Queensland Treasury’s tax and royalty collection arm has deployed a virtual assistant to answer simple questions about tax.

The assistant, dubbed ‘Sam’, gives taxpayers ready access to answers to questions on payroll tax, duties and grants, land tax and mining and petroleum royalties.
It is based on Nuance’s virtual assistant Nina and sits across sits across all of the Office of State Revenue's (OSR) revenue lines, including the Business Queensland and QLD Online websites.
The conversation interface is said to be capable of providing over 300 tailored responses to thousands of variations of commonly-asked questions using natural language understanding, conversation dialog and advanced resolution techniques.

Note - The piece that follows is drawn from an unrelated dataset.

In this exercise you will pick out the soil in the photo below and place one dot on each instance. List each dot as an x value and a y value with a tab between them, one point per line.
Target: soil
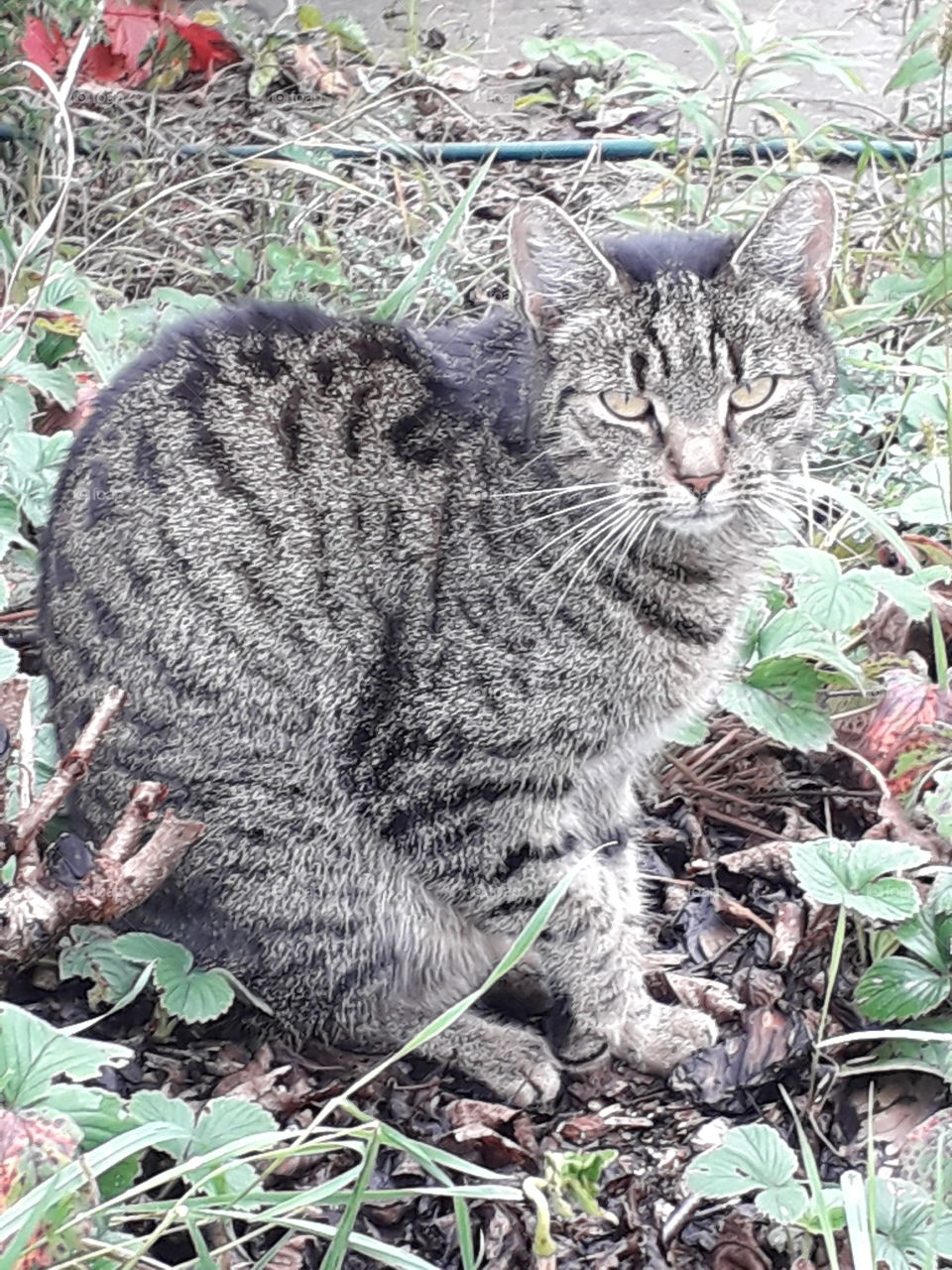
734	934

Since being deployed in February, Sam has logged more than 5000 client interactions, with at least “71 percent of enquiries resolved at the first contact”.
OSR’s deputy commissioner Simon McKee said the assistant provided another channel for taxpayers to access information.
“Sam saves taxpayers time by delivering information in a simple, conversational way and reduces the need for them to search for information on our web pages,” he said.
Nuance’s Nina is also used by the Australian Taxation Office for its ‘Alex’ virtual assistant, which was introduced in late 2015 but is now been adapted for use in the agency’s call centre.
Alex is also being used by IP Australia to answer general questions about trademarks.
OSR is already a relatively early adopted of machine learning algorithms as part of a three year digital transformation program of tax and revenue management.
Earlier this year it began rolling out an application built on SAP Leonardo machine learning across all state tax lines to identify taxpayers at risk of defaulting on payments.